The motivation to work together must be stronger than the barriers

As emphasized by Georges Liberman, a successful entrepreneur and member of the strategic committee of several innovative young companies, motivation must surpass the barriers that hinder cooperation between an innovative young company and a large corporation.

To successfully sell your offering to a large corporation, qualities similar to those required to convince an investor must be deployed: reassure, de-risk, and prove that your value proposition is substantial.

A professional investor will be more convinced by your company if they understand the value of your offering to your customers and the significance of the corresponding market.

Take care of your value proposition!

Among the decisive criteria for evaluating an innovative offering by a large corporation, you should prioritize:

  • The value of your offering: Can you qualify and quantify the gains generated by your solution?
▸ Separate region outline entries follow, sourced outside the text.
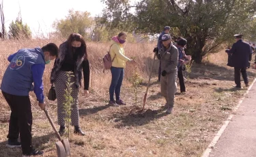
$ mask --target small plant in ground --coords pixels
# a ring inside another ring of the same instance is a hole
[[[71,82],[72,77],[74,76],[72,74],[72,72],[67,72],[66,76],[68,76],[68,81],[66,83],[66,86],[67,88],[65,89],[64,98],[65,102],[63,102],[63,108],[65,110],[65,124],[67,125],[68,128],[68,138],[70,139],[70,116],[71,116],[71,106],[74,104],[74,98],[71,96],[72,93],[72,85],[74,82]]]
[[[194,61],[192,61],[189,62],[188,63],[184,64],[186,71],[188,73],[187,78],[188,78],[189,74],[191,72],[191,68],[192,68],[192,66],[193,65],[193,63],[194,63]]]
[[[138,102],[138,87],[142,83],[142,78],[140,78],[137,69],[132,77],[129,78],[129,81],[132,84],[132,88],[134,92],[134,105],[137,105]]]

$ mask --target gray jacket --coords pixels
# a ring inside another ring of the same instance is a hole
[[[167,74],[176,72],[179,52],[175,46],[171,44],[167,49],[162,46],[162,48],[159,50],[156,57],[161,61],[161,72],[164,70]]]

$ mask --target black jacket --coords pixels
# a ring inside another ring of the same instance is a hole
[[[251,53],[249,44],[240,40],[233,44],[227,53],[230,54],[229,57],[231,58],[231,63],[229,61],[228,66],[238,68],[249,66],[249,55]]]

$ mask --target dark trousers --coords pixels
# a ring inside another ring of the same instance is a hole
[[[114,93],[116,100],[120,100],[121,86],[124,79],[124,70],[121,68],[111,67],[112,81],[109,87],[109,98],[114,101]]]
[[[2,91],[3,96],[11,108],[11,116],[9,122],[10,140],[20,139],[21,148],[24,155],[30,155],[32,152],[32,112],[29,96],[19,96]]]
[[[246,68],[235,68],[235,83],[238,87],[241,87],[240,72],[242,73],[242,76],[244,79],[244,83],[248,83]]]
[[[161,78],[161,74],[162,74],[162,72],[161,72],[161,61],[160,61],[159,68],[158,68],[158,82],[160,82],[160,80]]]
[[[179,78],[180,93],[185,92],[186,87],[185,87],[184,79],[183,77],[183,69],[182,66],[180,67],[179,70],[177,71],[177,77]]]
[[[252,57],[253,57],[253,53],[250,53],[250,55],[249,55],[249,61],[251,61]],[[248,67],[250,67],[250,66],[251,66],[251,63],[249,63],[249,66]]]

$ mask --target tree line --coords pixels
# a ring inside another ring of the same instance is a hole
[[[169,25],[174,40],[179,36],[187,40],[186,52],[196,63],[201,63],[204,56],[218,52],[222,45],[233,43],[235,33],[242,33],[253,42],[256,39],[255,0],[141,0],[132,4],[128,0],[102,2],[106,7],[99,16],[69,10],[64,18],[53,24],[56,33],[67,38],[75,32],[89,40],[105,42],[118,31],[125,31],[129,33],[130,40],[135,42],[134,34],[154,36]],[[0,8],[3,9],[3,3]],[[30,29],[23,23],[21,17],[12,21],[9,28],[13,38],[18,38],[20,32],[31,38]]]

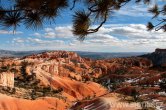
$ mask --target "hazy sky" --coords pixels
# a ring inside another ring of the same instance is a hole
[[[160,5],[166,4],[159,0]],[[151,6],[149,6],[151,7]],[[73,36],[70,9],[64,10],[55,23],[46,23],[40,30],[27,30],[24,26],[12,30],[0,30],[0,49],[7,50],[71,50],[95,52],[150,52],[166,48],[166,34],[162,31],[146,31],[146,23],[152,15],[142,4],[129,3],[115,12],[99,32],[80,42]]]

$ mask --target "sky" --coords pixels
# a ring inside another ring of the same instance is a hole
[[[158,3],[162,6],[166,0],[158,0]],[[21,25],[13,34],[13,30],[0,28],[0,49],[153,52],[156,48],[166,48],[164,32],[146,29],[148,21],[155,22],[153,15],[147,12],[153,4],[127,4],[114,12],[97,33],[88,35],[83,42],[71,32],[73,12],[68,8],[61,12],[55,23],[45,23],[39,30],[26,29]]]

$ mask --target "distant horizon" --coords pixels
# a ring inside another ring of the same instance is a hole
[[[159,7],[164,5],[160,0],[157,2]],[[7,5],[5,3],[4,6]],[[72,12],[69,13],[71,10],[68,8],[56,18],[55,24],[46,22],[40,30],[20,25],[13,34],[12,29],[0,29],[0,48],[13,51],[153,52],[156,48],[166,47],[165,32],[147,31],[146,28],[153,17],[147,10],[154,4],[126,4],[115,11],[97,33],[88,35],[83,42],[71,32]]]
[[[145,52],[145,51],[129,51],[129,52],[126,52],[126,51],[117,51],[117,52],[114,52],[114,51],[80,51],[80,50],[49,50],[49,49],[39,49],[39,50],[9,50],[9,49],[1,49],[0,48],[0,51],[2,51],[2,50],[4,50],[4,51],[13,51],[13,52],[30,52],[30,51],[69,51],[69,52],[91,52],[91,53],[150,53],[150,52],[154,52],[154,51],[147,51],[147,52]]]

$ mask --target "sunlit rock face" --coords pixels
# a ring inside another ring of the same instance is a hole
[[[166,49],[157,48],[155,52],[142,55],[141,57],[151,60],[154,66],[166,67]]]
[[[14,73],[10,73],[10,72],[0,73],[0,86],[13,88]]]

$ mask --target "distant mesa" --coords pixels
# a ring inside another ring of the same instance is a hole
[[[157,49],[155,50],[155,53],[166,53],[166,49],[157,48]]]

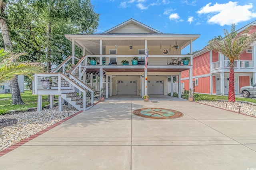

This relates to the quality/price ratio and your value proposition, defined as perceived benefits minus perceived sacrifices.
  • Differentiation: How does your offering adapt to the client’s needs? What is the technical innovation, and what are the accompanying services? This will demonstrate your competitive advantage.
  • Compatibility of your offering: Is your offering and your company compatible with the processes of the large corporation, especially its requirements for business continuity, social and environmental responsibility, financial transparency, and risk management?

To maximize your chances of convincing a large corporation, it will be necessary to work well in advance of the issuance of future tenders. This will help limit the risk of « playing a supporting role » against a competitor who has already built a relationship based on technical and relational factors that are impossible to surpass.

It will also be essential to look for the detail that makes a difference, understand the client’s and end users’ needs thoroughly, and take into account the obstacles and problems to overcome.

Trust will essentially be based on your team

In summary, here are some key points for successfully selling your innovation to large corporations or investors:

  • Develop a compelling value proposition: Explain how your innovation solves specific problems for your client. Demonstrate your impact and the gains in operational efficiency, growth, or cost reduction.
  • Provide strong proof of concept: By offering a demonstration of your offering, you will reassure potential clients and/or investors about the feasibility of your innovation.
  • Highlight your team: Investors and early adopter clients often bet as much on strong teams as on innovative concepts. Therefore, emphasize the experience and skills of your team.

A nuanced understanding of your interlocutors’ decision criteria and effective communication will be essential. Adaptation, transparency, and demonstrating the value created by your company will be decisive in selling your innovation to both investors and large corporations.